I HATED the rendering of Abe Glitsky in this one. Again, had I read it before coming to "know" him later in the series, I would have been less interested in him. Here we see him as a weak, scared, easily-intimidated man who, by the way, was willing to bend the rules at the request of his father. The Glitsky of the later books would have felt and done none of this. Lescroart would have us believe that a man (whatever his mettle) is easily compromised and his nature almost destroyed by what happens on his job. In this book, Abe was serving detention, demoted from head of Homicide; his passive job in Payroll sapped his masculinity and his common sense. I think this is a little more telltale about the author than the character. The role played by Glitsky is a political/social statement: Take my job away, and the man/woman I once was no longer exists.
Hardy's client, John Holliday was a bigger character than the other characters in the book. To me, with a series and its recurring characters, this was a mistake. Lescroart gave Holliday a likable though ambiguous disposition and throughout the book we are led to believe that Holliday might be guilty.
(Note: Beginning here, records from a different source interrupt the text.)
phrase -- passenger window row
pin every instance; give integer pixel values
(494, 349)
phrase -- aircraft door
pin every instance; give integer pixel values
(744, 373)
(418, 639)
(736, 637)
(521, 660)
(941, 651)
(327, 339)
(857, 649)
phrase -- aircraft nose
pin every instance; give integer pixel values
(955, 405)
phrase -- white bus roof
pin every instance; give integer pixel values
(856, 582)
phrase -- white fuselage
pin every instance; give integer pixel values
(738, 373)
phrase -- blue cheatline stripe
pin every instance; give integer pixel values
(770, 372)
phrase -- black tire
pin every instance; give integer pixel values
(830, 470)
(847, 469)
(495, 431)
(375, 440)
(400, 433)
Those aspects of Hardy’s client should have been subordinate to aspects of Hardy and Glitsky. Holliday’s role should not have been bigger (in effect if not dialogue and presence). Holliday’s presence dominated the epilogue, also starring Glitsky and Hardy.
About the ending: The exoneration and the slaughter were stupid, unlikely. It seemed to reek of the kind of inexplicable carnage that is successful with a series like the Jack Reacher novels by Lee Child. But in Child’s series, Reacher is the protagonist and simultaneously a virtual unknown. Contrasting the ending of Lescroart's "First Law" with the body count endings of a Lee Child novel puts Hardy et al in a silly light.
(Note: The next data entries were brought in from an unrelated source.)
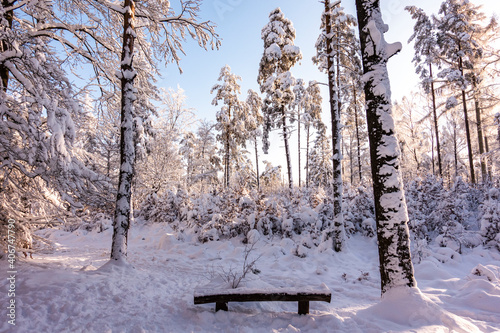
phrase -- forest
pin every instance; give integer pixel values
(92, 145)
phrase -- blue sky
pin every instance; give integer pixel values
(239, 24)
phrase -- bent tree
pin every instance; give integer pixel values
(396, 268)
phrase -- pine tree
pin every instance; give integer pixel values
(275, 78)
(299, 103)
(329, 60)
(311, 117)
(255, 121)
(152, 18)
(230, 120)
(424, 35)
(396, 268)
(320, 167)
(457, 39)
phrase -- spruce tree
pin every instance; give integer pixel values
(275, 78)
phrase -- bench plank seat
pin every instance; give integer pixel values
(302, 296)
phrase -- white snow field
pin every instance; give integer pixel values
(70, 288)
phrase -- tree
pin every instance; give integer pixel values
(424, 35)
(207, 162)
(165, 32)
(312, 117)
(320, 167)
(413, 137)
(254, 103)
(275, 78)
(327, 56)
(300, 103)
(457, 39)
(40, 112)
(230, 117)
(396, 268)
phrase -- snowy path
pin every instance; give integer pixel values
(64, 292)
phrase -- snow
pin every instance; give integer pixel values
(72, 287)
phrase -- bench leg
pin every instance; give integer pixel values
(303, 307)
(221, 306)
Lescroart got smart later on. In future installments, Hardy and Abe regain their footing and do more of what they do best. The dialogue improves, the plot and its pacing are right on. In "First Law," the scenes where the two families meet, eat and play were okay, though they lacked the zest of Abe's trademark growl and the zeal of Hardy's and Abe's upbeat spouses and children.
Another problem here is that the book contained too many clichéd problems of the times. Drug/alcohol addiction and recovery, resentful women once wronged, a May-December relationship, residual Vietnam-veteran era rage, marriage/remarriage, dead children, troubled children and second wives, bad cops, good cops, stupid cops, and accidental evidence. These elements are present in all the Hardy books, and the books are generally richer for their inclusion, but in this one, they felt added-on, planted for effect rather than written in as an organic part of the narrative. Lots of beating the reader over the head with the old ghosts to remind us why it was okay for good guys to lapse.
So, while not my favorite, and not a recommended volume, it was okay because it added to the history of the characters we come to know over several more books. I hope there are more Hardy/Glitsky tales to come. Glad this one and Betrayal are out of my way and I can sort of forget the bad impression they made.